As states prepare to receive historic federal broadband funding and broadband providers continue to expand their networks across the country, you might be wondering…how does cable internet work?
The bottom line: While getting homes and businesses online is a complex process, the most crucial component to expanding connectivity is what’s known as the “last mile.”
What is the Last Mile?
The “last mile” is what physically connects a home or building to a broadband provider’s network. In fact, you can see the last-mile infrastructure in your neighborhood or residential area – likely in the form of a wire running from a utility pole to home or business.
- The “last mile” is like the driveway that connects your home or building to the main road, where all the hustle and bustle is happening.

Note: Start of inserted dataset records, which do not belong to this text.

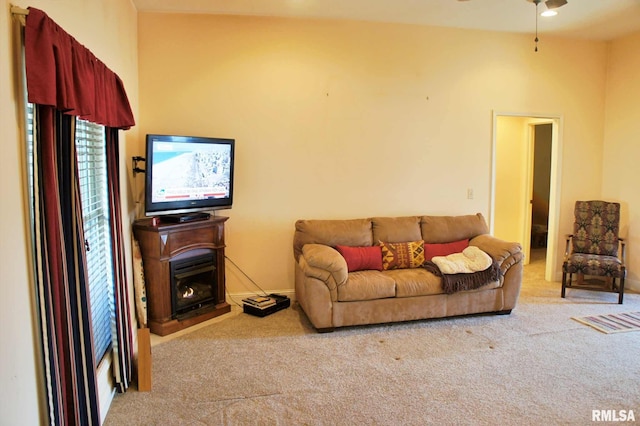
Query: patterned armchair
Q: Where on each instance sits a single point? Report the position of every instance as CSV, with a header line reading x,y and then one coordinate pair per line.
x,y
596,249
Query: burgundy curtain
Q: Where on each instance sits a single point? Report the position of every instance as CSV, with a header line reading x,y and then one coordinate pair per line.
x,y
65,80
63,73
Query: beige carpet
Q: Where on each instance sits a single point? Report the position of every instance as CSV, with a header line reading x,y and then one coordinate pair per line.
x,y
535,366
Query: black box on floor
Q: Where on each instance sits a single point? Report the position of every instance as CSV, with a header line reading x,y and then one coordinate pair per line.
x,y
282,302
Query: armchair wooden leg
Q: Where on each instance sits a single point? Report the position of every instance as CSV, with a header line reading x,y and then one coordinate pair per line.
x,y
621,291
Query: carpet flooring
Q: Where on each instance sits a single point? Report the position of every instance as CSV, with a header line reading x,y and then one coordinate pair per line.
x,y
536,366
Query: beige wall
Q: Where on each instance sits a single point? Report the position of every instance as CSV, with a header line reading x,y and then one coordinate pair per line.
x,y
338,119
622,143
109,29
511,177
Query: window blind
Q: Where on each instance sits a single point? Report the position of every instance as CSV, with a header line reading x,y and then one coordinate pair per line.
x,y
92,172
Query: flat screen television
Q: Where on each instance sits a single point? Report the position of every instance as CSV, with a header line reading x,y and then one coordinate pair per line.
x,y
186,174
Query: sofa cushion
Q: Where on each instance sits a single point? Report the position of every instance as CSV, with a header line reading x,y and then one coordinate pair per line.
x,y
361,258
444,249
396,229
415,282
366,285
444,229
402,255
352,232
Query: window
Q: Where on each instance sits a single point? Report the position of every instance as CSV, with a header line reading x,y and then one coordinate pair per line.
x,y
92,172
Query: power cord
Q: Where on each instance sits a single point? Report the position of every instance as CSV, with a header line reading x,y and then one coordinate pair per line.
x,y
264,293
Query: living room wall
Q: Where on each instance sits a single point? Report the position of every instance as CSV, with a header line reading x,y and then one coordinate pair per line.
x,y
338,119
109,29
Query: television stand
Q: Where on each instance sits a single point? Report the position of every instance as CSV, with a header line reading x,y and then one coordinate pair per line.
x,y
165,244
184,217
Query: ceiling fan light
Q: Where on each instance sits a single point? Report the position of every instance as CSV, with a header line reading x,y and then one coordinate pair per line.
x,y
552,4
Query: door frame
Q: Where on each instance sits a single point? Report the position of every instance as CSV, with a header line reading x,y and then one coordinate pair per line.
x,y
555,186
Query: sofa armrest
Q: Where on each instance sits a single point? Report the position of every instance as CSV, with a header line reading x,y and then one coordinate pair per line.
x,y
324,263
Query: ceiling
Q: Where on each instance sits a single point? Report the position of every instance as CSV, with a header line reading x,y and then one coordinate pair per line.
x,y
588,19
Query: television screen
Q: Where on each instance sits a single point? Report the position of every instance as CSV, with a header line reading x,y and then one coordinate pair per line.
x,y
188,173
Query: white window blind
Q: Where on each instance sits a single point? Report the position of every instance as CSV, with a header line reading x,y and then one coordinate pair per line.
x,y
92,172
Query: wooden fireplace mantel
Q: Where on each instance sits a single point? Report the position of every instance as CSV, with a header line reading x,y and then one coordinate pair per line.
x,y
168,241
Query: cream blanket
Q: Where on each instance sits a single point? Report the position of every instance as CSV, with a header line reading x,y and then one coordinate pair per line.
x,y
472,259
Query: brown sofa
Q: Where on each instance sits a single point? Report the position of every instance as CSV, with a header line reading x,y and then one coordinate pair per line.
x,y
333,297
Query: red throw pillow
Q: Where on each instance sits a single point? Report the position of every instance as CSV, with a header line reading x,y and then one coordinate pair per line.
x,y
361,258
444,249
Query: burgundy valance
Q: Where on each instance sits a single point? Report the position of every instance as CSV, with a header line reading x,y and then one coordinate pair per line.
x,y
63,73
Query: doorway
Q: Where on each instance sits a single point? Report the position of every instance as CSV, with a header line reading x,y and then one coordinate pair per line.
x,y
519,207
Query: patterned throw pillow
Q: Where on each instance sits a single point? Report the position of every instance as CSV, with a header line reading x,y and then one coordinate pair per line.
x,y
361,258
402,255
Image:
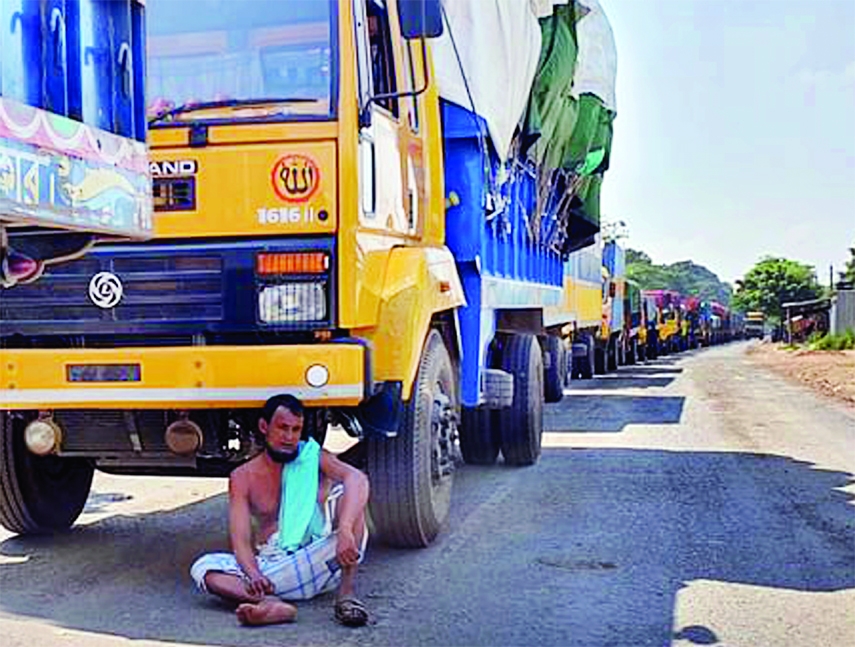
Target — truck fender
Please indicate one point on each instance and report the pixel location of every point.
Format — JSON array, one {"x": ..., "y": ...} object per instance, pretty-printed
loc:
[{"x": 420, "y": 284}]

- Last-mile infrastructure brings data from the broadband network to your computer, phone, or other device and is key to achieving future-proof speeds.
Building the Network
The “last mile” is one of the network’s toughest and most expensive parts to build out. This is especially true in rural and remote regions with fewer people, far distances between homes and buildings, and challenging terrain.
Yes, but: Broadband providers have found creative solutions to reach these areas of the country and connect them to high-speed internet:
- One alternative to reach homes that are miles apart is fixed wireless technologies that use radio waves (also known as spectrum) to extend a signal miles beyond where the physical wires stop.

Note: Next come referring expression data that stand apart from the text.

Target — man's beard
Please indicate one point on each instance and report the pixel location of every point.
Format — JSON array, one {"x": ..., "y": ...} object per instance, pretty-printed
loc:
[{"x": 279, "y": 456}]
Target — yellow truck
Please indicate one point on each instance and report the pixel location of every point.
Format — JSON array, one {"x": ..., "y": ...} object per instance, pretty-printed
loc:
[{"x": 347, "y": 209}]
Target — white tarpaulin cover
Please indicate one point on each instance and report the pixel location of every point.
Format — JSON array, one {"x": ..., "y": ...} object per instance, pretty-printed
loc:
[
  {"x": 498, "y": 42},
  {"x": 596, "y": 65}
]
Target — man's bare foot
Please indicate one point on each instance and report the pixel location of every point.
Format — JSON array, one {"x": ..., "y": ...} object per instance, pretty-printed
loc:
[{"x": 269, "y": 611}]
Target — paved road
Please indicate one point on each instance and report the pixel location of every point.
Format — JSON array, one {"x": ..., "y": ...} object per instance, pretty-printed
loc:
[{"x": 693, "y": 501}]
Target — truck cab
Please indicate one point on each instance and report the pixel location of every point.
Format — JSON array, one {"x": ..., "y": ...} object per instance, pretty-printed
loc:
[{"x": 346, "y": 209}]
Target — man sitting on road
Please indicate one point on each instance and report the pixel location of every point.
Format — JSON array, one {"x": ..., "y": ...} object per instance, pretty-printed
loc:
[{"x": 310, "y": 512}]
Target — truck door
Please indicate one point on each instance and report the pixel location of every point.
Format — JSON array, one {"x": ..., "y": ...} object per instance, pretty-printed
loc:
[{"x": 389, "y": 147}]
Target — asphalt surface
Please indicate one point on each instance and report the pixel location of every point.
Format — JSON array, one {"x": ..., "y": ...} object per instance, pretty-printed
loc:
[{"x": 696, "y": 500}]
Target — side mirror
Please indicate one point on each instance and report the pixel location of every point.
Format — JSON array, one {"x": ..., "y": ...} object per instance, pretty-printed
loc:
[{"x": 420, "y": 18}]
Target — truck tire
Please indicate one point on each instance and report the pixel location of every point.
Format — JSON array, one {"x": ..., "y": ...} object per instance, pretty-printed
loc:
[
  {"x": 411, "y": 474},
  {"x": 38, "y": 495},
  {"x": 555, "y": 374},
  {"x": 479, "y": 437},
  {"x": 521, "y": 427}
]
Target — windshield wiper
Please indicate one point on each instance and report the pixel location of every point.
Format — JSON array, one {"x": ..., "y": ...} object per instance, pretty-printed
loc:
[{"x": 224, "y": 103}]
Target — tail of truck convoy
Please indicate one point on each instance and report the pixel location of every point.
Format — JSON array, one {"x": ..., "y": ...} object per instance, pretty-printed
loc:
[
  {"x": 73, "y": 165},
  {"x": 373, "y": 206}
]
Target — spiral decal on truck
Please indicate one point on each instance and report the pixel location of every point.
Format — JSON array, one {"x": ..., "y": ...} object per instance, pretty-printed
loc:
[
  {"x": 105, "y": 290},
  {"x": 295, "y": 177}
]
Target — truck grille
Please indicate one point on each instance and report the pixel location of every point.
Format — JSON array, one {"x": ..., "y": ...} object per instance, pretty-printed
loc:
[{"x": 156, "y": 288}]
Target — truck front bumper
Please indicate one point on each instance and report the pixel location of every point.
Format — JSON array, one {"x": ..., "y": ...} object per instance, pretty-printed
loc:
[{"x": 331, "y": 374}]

- Providers regularly collaborate with local governments, businesses, nonprofits, and community organizations to fund broadband expansion in hard-to-reach areas.
The Work Continues
Everyone deserves the chance to benefit from broadband and all the opportunities it brings.

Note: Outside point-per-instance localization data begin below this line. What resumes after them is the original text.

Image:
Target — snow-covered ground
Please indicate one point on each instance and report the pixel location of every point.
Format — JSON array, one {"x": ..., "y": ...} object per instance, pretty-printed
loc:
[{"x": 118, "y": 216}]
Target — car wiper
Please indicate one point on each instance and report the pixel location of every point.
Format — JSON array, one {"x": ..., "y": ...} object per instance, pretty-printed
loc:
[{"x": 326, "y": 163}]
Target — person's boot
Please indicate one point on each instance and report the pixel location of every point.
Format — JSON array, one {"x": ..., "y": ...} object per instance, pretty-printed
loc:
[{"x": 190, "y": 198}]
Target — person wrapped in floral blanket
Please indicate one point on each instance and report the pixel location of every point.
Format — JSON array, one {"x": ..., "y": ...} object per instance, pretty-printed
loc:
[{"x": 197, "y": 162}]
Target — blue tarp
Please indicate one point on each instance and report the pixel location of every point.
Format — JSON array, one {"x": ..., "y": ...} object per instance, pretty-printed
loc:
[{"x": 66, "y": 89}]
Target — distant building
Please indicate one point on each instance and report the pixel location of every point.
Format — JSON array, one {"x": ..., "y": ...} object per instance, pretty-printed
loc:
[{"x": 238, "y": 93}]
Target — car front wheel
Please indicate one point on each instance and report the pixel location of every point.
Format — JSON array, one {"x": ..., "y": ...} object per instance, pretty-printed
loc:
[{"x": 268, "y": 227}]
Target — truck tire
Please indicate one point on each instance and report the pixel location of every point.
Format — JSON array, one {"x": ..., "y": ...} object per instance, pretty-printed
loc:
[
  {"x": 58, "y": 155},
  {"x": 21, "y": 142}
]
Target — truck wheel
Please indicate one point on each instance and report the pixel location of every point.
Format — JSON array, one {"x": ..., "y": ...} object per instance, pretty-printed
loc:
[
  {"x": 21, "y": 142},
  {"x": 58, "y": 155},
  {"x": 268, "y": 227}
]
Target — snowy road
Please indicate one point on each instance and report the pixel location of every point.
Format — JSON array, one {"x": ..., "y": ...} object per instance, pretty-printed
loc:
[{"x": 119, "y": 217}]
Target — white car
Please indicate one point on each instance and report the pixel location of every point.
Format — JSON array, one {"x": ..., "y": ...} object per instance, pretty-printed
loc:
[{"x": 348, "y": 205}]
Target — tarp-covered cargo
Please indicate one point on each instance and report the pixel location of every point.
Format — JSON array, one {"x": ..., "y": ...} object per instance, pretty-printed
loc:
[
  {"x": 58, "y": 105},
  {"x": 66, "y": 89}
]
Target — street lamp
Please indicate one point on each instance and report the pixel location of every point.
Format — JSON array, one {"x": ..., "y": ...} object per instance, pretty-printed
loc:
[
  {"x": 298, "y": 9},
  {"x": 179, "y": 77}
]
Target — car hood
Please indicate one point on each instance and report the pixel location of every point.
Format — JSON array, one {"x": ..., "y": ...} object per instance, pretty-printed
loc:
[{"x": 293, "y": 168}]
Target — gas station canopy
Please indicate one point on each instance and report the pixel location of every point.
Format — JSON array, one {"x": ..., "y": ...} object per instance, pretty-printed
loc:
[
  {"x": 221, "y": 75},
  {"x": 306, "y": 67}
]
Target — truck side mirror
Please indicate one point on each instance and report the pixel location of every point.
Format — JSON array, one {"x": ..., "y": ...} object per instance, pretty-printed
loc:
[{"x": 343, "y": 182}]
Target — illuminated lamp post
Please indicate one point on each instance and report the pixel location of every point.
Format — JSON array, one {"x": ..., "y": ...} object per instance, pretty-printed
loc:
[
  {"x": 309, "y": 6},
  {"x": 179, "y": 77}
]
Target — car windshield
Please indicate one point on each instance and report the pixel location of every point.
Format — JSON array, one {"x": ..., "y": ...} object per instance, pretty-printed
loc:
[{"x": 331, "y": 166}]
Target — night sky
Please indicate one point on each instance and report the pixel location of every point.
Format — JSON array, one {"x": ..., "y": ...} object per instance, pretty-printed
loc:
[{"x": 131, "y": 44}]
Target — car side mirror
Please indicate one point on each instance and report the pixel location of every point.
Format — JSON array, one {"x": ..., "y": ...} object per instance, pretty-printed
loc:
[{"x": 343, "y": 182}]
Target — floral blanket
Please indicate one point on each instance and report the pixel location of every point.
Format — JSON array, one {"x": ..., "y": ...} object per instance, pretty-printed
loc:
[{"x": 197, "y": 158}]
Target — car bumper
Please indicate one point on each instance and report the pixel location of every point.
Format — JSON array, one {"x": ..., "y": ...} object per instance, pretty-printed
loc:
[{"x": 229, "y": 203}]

With the allocation of federal broadband funding underway, we’ve never been closer to bridging America’s digital divide.
Take action: Join #ConnectivityCounts to ensure that state leaders use every dollar efficiently and effectively by:
- Prioritizing the unconnected: Invest in projects that will bring broadband to communities without any connectivity while taking measures to avoid unnecessary waste, fraud, and abuse.
- Partnering with experienced internet providers: Cable broadband providers have connected 82 million Americans to high-speed internet, including over 9 million in the last three years. States should leverage cable providers’ expertise, resources, and technology to get the job done right.
- Supporting broadband assistance programs: Internet assistance programs play a vital role in enabling millions of Americans to access broadband.
Together, through expansion, collaboration, and empowerment, we can connect all of America to high-speed internet, down to the last mile.